William Shakespeare may have been forced to quit writing because of poor eyesight, a playwright has claimed.

Rick Thomas is hoping his new play will shed some light on the mystery surrounding why the Bard left London to return to his Stratford-upon-Avon birthplace before his death in 1616.

Shakespeare’s return to Stratford in 1613 signalled the end of his writing career, and a lack of historical evidence has left experts baffled as to why he stopped writing.

Now Cumbria-based Mr Thomas, who has been commissioned to write For All Time by The Theatre By The Lake in Keswick, has suggested that years of writing by candlelight may have taken a toll on the Shakespeare’s eyesight.

He said: “I started off thinking about how Shakespeare would spend his working day.
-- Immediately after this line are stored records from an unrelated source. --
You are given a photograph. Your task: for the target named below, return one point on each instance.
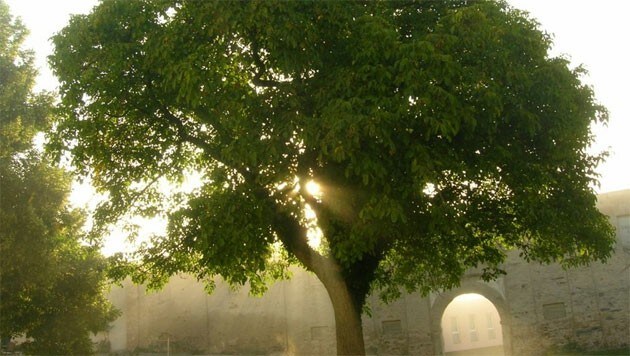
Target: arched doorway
(484, 293)
(471, 325)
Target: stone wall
(540, 306)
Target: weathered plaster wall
(539, 306)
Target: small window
(319, 332)
(623, 229)
(455, 331)
(491, 332)
(391, 327)
(473, 328)
(554, 311)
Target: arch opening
(471, 325)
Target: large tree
(51, 281)
(441, 134)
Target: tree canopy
(442, 134)
(51, 281)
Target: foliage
(51, 282)
(441, 133)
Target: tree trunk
(348, 326)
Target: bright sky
(589, 32)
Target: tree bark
(348, 326)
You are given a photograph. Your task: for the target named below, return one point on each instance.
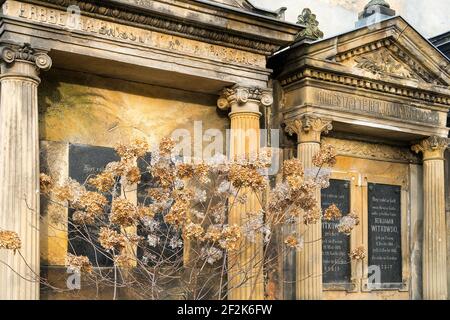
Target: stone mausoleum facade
(77, 75)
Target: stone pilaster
(245, 268)
(19, 168)
(309, 260)
(434, 226)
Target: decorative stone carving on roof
(384, 57)
(312, 31)
(145, 13)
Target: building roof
(442, 42)
(248, 6)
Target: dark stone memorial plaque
(165, 233)
(84, 162)
(384, 222)
(335, 245)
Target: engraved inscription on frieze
(378, 108)
(124, 33)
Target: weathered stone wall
(81, 108)
(87, 109)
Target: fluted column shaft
(309, 260)
(434, 226)
(19, 169)
(245, 267)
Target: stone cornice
(241, 95)
(364, 83)
(370, 150)
(172, 24)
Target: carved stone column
(19, 168)
(434, 226)
(309, 260)
(245, 268)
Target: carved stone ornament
(383, 63)
(241, 95)
(12, 53)
(309, 20)
(432, 148)
(116, 11)
(308, 128)
(369, 150)
(377, 3)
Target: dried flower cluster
(294, 242)
(134, 150)
(332, 213)
(79, 264)
(124, 213)
(348, 223)
(10, 240)
(111, 239)
(358, 254)
(242, 177)
(46, 183)
(189, 200)
(325, 157)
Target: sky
(429, 17)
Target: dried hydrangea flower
(111, 239)
(152, 240)
(325, 157)
(10, 240)
(348, 223)
(185, 170)
(123, 213)
(213, 233)
(242, 177)
(358, 253)
(293, 167)
(177, 214)
(46, 183)
(312, 216)
(332, 213)
(200, 195)
(175, 242)
(198, 214)
(78, 264)
(92, 202)
(211, 254)
(138, 148)
(231, 238)
(81, 217)
(124, 260)
(192, 230)
(103, 182)
(158, 194)
(133, 175)
(201, 172)
(163, 175)
(145, 212)
(166, 146)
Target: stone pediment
(390, 53)
(385, 59)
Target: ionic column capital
(308, 128)
(432, 148)
(23, 60)
(245, 99)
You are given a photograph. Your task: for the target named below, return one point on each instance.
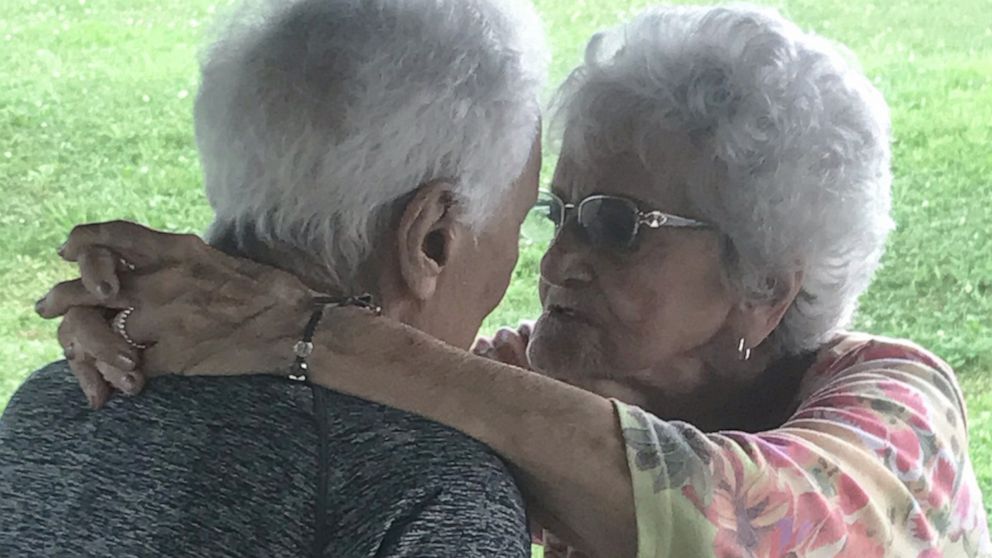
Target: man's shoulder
(51, 398)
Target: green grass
(95, 124)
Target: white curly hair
(797, 133)
(314, 116)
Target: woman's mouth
(566, 313)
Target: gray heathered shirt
(242, 467)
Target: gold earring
(743, 351)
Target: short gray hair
(798, 134)
(313, 116)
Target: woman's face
(613, 315)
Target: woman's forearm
(563, 442)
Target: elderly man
(364, 146)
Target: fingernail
(104, 289)
(125, 361)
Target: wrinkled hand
(508, 346)
(196, 309)
(555, 548)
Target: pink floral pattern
(873, 463)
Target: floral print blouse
(874, 463)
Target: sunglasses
(609, 222)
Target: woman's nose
(566, 263)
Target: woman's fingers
(129, 382)
(138, 245)
(67, 294)
(98, 271)
(96, 389)
(87, 330)
(509, 347)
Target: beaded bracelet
(304, 347)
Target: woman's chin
(564, 349)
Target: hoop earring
(743, 351)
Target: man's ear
(759, 319)
(425, 237)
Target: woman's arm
(564, 444)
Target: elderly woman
(310, 112)
(721, 201)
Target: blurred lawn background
(95, 124)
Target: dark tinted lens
(609, 222)
(550, 207)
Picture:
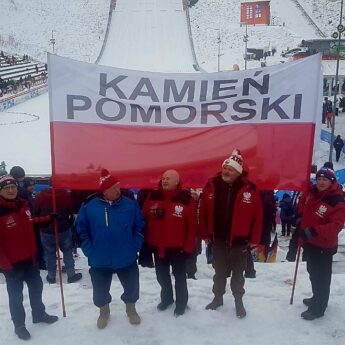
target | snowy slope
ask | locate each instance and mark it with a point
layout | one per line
(208, 16)
(149, 35)
(270, 319)
(79, 27)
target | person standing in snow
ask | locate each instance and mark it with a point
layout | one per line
(110, 227)
(338, 145)
(64, 206)
(286, 214)
(230, 218)
(17, 257)
(322, 210)
(171, 218)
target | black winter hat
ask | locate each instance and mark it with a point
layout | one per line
(17, 172)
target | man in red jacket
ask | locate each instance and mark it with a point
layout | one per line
(17, 257)
(323, 215)
(230, 218)
(171, 231)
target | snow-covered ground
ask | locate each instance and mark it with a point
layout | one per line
(149, 35)
(288, 29)
(79, 27)
(325, 13)
(270, 317)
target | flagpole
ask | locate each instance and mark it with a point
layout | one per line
(56, 232)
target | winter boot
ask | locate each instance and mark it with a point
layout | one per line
(104, 314)
(217, 302)
(240, 311)
(45, 318)
(164, 305)
(134, 318)
(310, 315)
(51, 280)
(22, 333)
(74, 278)
(308, 301)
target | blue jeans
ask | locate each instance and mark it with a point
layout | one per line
(49, 246)
(15, 282)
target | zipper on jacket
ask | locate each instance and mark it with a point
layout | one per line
(106, 217)
(227, 214)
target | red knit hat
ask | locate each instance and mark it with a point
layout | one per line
(327, 173)
(106, 180)
(235, 161)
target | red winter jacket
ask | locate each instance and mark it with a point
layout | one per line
(325, 213)
(171, 221)
(246, 218)
(17, 237)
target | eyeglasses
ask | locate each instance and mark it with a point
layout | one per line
(10, 187)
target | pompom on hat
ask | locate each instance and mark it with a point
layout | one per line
(235, 161)
(327, 173)
(106, 180)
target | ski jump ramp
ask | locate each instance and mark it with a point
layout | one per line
(149, 35)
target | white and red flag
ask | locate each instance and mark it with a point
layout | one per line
(138, 124)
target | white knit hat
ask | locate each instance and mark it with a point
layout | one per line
(235, 161)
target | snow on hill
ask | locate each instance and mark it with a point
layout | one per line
(79, 27)
(324, 12)
(288, 29)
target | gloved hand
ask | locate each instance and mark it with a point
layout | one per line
(53, 216)
(307, 234)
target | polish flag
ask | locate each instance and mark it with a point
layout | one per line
(139, 124)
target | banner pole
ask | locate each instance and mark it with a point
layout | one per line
(295, 275)
(56, 232)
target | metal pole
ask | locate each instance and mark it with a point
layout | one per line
(245, 47)
(336, 85)
(219, 50)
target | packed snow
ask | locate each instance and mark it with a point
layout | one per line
(79, 27)
(270, 317)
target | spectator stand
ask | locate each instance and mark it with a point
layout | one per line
(21, 78)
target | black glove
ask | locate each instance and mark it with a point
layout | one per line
(53, 216)
(307, 234)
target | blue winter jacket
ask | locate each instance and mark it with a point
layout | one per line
(110, 233)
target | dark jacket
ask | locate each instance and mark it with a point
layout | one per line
(246, 214)
(338, 143)
(17, 238)
(43, 206)
(286, 210)
(324, 212)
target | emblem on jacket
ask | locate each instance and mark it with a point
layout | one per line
(321, 211)
(178, 211)
(247, 197)
(10, 223)
(28, 213)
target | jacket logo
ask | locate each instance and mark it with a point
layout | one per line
(247, 197)
(321, 211)
(10, 223)
(178, 211)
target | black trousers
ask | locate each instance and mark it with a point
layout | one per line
(101, 279)
(225, 260)
(15, 283)
(178, 265)
(319, 267)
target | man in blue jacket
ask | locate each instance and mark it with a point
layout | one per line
(110, 228)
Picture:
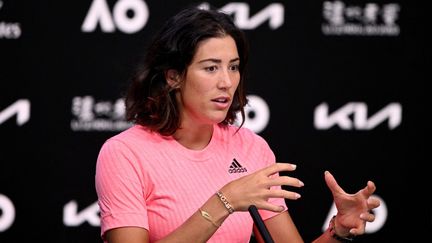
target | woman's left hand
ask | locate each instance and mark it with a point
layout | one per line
(354, 210)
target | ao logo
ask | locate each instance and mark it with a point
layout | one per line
(257, 114)
(100, 13)
(7, 216)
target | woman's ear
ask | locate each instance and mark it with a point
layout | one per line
(173, 78)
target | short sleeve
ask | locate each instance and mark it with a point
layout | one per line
(120, 187)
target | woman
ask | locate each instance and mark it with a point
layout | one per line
(183, 172)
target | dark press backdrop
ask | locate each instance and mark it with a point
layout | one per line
(333, 85)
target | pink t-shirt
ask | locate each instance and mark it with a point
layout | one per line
(150, 181)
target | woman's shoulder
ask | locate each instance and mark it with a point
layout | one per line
(233, 132)
(136, 135)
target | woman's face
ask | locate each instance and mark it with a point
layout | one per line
(210, 82)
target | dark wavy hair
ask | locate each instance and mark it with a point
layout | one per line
(150, 101)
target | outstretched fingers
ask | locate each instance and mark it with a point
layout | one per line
(285, 181)
(373, 202)
(278, 167)
(369, 189)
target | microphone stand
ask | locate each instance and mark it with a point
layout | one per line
(265, 234)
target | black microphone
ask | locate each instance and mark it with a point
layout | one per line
(265, 234)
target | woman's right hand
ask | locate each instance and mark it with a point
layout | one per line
(258, 187)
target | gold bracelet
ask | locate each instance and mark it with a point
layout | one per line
(227, 205)
(208, 217)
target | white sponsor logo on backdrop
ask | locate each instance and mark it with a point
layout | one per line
(323, 120)
(101, 115)
(273, 13)
(72, 217)
(7, 213)
(9, 30)
(20, 108)
(92, 115)
(257, 114)
(99, 13)
(372, 19)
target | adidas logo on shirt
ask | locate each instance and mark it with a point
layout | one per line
(236, 167)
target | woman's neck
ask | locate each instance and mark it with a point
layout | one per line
(194, 137)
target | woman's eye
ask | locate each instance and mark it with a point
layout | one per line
(211, 68)
(234, 67)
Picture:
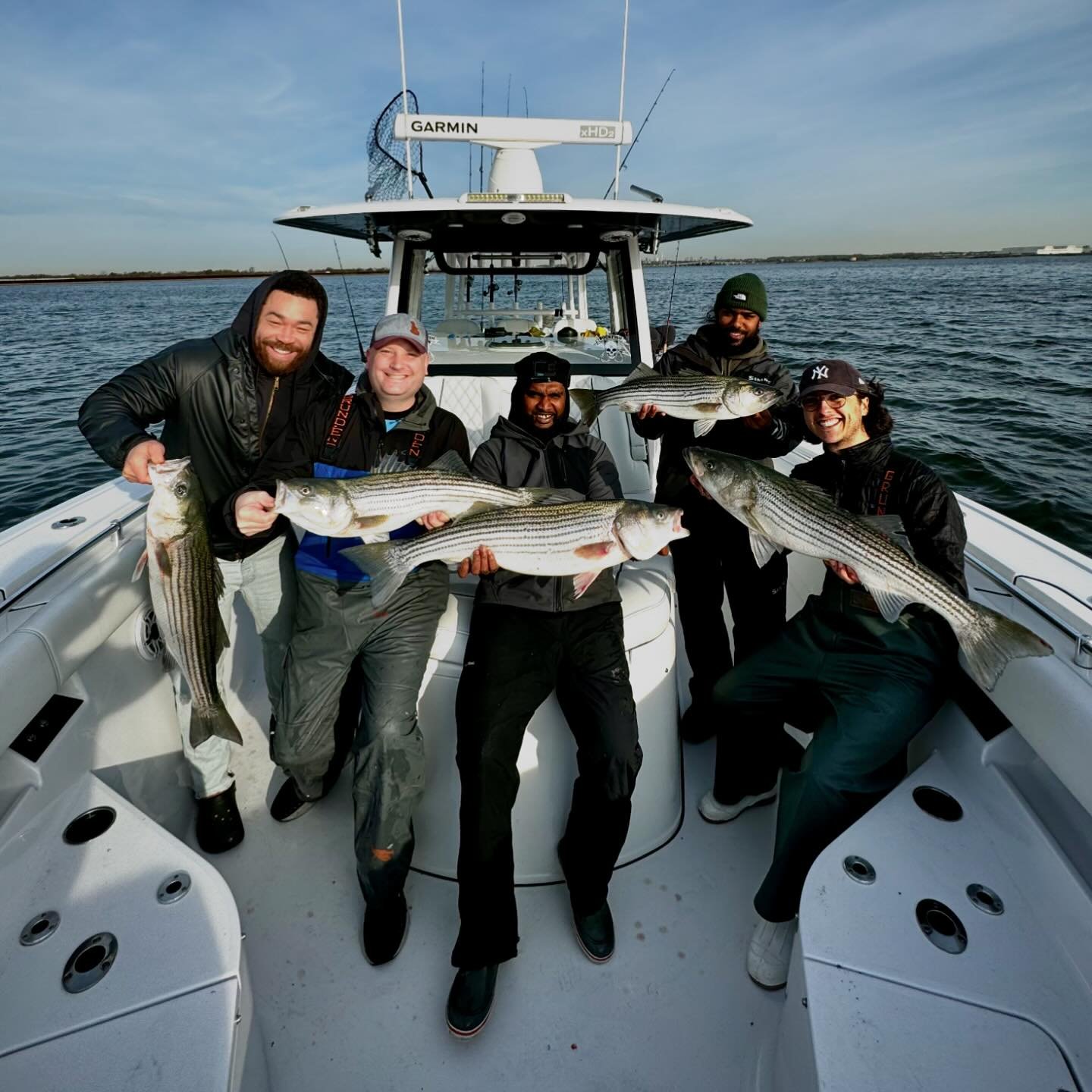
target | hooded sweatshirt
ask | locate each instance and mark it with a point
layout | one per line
(218, 406)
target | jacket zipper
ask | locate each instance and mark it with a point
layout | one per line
(268, 410)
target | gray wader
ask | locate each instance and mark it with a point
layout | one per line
(334, 625)
(864, 687)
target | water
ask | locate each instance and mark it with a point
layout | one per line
(988, 364)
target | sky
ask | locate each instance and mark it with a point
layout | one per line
(155, 136)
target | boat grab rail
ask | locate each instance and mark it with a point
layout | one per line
(1082, 642)
(114, 529)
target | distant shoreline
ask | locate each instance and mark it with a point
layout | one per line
(649, 263)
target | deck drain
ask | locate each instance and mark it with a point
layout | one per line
(942, 926)
(83, 828)
(860, 869)
(175, 887)
(146, 635)
(982, 898)
(41, 927)
(938, 804)
(89, 963)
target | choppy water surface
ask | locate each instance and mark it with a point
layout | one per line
(988, 365)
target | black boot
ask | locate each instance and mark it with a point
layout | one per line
(386, 925)
(220, 824)
(471, 1000)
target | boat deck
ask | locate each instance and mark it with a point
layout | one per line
(673, 1009)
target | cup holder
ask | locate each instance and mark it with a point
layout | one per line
(89, 826)
(89, 963)
(942, 926)
(937, 803)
“He would have been rehearsing in the morning, he would have been performing in the afternoon. So if he was going to write at all it would have been in the evening. So for six months of the year that would have been in candlelight. If you think about it in those terms it would have been virtually impossible for him to get to the age of 48 and still have 20-20 vision.”

Mr Thomas drew on his own experiences as a writer to conclude that poor lighting would have affected Shakespeare’s eyesight.

He added: “I just can’t see that Shakespeare could have had that clear vision.”

Stanley Wells, chairman of the Shakespeare Birthplace Trust, said the blindness theory was interesting but that he thought the playwright could have left London after being traumatised by the Globe theatre burning down in 1613.

He added that Shakespeare’s sight must have been good enough at the end of his life for him to be able to sign his elaborate signature.

Five of Shakespeare’s six surviving signatures were written in the final years of his life, with one believed to be penned just two months before his death.

But Mr Thomas said his play was not meant to be a historical account, but to put forward lots of reasons why Shakespeare wanted to leave London.

He said: “I plumped for the blindness in the end as the main reason but the truth is we just do not know and the truth is we will probably never know.”